Michell felt it necessary to question orthodoxy. His book on the identity of the true author(s) of Shakespeare’s plays, “Who Wrote Shakespeare?” examined this question thoroughly but received mixed reviews. Several of his other publications questioned the commonly accepted archaeologists’ interpretations of their findings, suggesting that their refusal to take ideas about ley lines seriously was a grave error. In the 1980s, two academic archaeologists investigated his ideas and found that he had erroneously included natural rocks and monuments that were created far later than during the prehistoric era as markers for his supposed ley lines. When the replacement of feet and inches by the Metric metre was introduced, Michell objected strongly to the abandonment of a measurement that he believed dated back to earliest times and established an Anti-Metrication Board to oppose the change.

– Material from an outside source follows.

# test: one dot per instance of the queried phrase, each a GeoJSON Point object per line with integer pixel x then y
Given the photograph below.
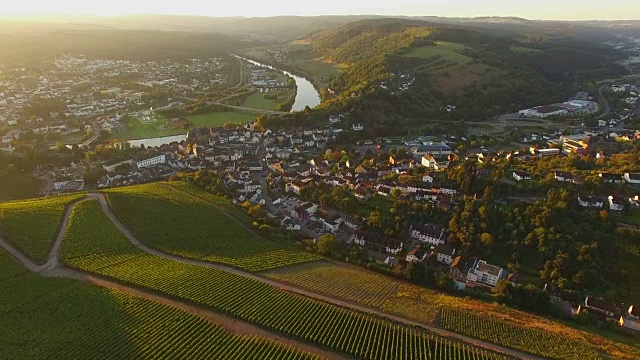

Michell had one son, Jason Goodwin, born in 1964. His mother was the writer Jocasta Innes (1934-2013), who was married twice to Richard B Goodwin. Jason, a Byzantine scholar, is a well-known, prize-winning author, whose books my wife has enjoyed greatly.
Michell became a cult figure in Notting Hill, associated with the ‘local vibe’ and The Rolling Stones. He took members of the group to Stonehenge to scan the heavens for saucers (https://www.nytimes.com/2009/05/03/books/03michell.html). He smoked marijuana regularly, publicly encouraged the use of mind-altering drugs, and, surprisingly, his favourite newspaper was the right-wing oriented “The Telegraph”. At Notting Hill, he lived at number 11 Powis Gardens, within easy reach of All Saints Church, where the stone monument to his memory can be found. It was sculpted by John de Pauley, who explained (www.constructingtheuniverse.com/JM%20Memorial%20Sculpture.html):
“’The idea for the sculpture comes from Neolithic stone spheres. Their purpose remains a mystery. The geometrical construction is of a Platonic solid, 12 projecting tumescence making an icosahedron.”
Knowing this and a little about Michell, it seems an entirely suitable memorial to a bold and original thinker.
Finally, that word ‘geometer’: it is simply the name given to a mathematician, who studies geometry. One of Michell’s may paintings has the title “The Geometer’s Breakfast”.